In der irischen Geschichte besitzt Ostern eine über seinen christlichen Bezug weit hinausreichende Bedeutung. Sie verbindet sich mit dem Opfergang irischer Freiheitskämpfer, die Ostern 1916 von Dublin aus den Aufstand gegen die britische Oberherrschaft probten. Trotz seines Scheiterns wurde der Osteraufstand zur Initialzündung eines Guerillakrieges, an dessen Ende 1922 die Unabhängigkeit Irlands stand, aber auch die Teilung der Insel in einen katholischen Süden und das weiterhin zu Großbritannien zugehörige, mehrheitlich von Protestanten bewohnte Nordirland.

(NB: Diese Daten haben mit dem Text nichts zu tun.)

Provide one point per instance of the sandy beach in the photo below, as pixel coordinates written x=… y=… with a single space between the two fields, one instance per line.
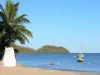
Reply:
x=20 y=70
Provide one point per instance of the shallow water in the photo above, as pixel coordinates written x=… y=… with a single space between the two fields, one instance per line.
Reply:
x=62 y=61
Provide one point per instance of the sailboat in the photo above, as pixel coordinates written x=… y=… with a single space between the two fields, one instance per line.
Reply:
x=80 y=56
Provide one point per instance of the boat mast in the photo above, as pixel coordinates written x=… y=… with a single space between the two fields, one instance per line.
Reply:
x=81 y=48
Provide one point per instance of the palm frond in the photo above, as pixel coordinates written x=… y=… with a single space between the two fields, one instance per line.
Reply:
x=21 y=19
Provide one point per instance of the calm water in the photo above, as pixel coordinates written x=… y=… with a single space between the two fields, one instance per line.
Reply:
x=62 y=61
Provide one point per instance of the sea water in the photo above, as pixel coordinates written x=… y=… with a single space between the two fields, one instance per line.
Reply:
x=65 y=62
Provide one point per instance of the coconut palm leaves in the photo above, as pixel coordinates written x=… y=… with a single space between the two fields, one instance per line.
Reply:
x=11 y=25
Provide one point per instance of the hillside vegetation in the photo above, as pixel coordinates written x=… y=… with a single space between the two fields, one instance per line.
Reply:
x=23 y=49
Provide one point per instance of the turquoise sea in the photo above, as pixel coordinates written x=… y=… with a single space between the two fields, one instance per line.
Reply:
x=65 y=62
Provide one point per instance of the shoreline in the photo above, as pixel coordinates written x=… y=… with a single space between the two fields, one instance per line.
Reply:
x=67 y=70
x=22 y=70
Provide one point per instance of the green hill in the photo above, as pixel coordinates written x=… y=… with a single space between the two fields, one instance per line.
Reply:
x=52 y=49
x=23 y=49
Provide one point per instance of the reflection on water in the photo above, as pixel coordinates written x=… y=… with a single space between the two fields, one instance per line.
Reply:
x=61 y=61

Den ersten Teil der Kolonne bildet eine Abteilung Männer und Frauen im Marschtritt, in schwarz-grauer Uniform, mit Barett und Sonnenbrille, die irische Trikolore vorantragend, gefolgt von den Flaggen der vier irischen Provinzen. Des weiteren folgen sechs Kinder, die jeweils eine Osterlilie tragen, das Symbol der irischen Freiheit, und ein Porträt eines der 1916 von den Briten hingerichteten Anführers des Osteraufstands. Nach ihnen kommt eine kleine Abordnung der „Antifa“, ausstaffiert wie der „Schwarze Block“, zwischendurch Bengalos zündend. Den Abschluß bildet ein Spielmannstrupp und eine Gruppe aus Angehörigen linksnationalistischer Kämpfer und Aktivisten.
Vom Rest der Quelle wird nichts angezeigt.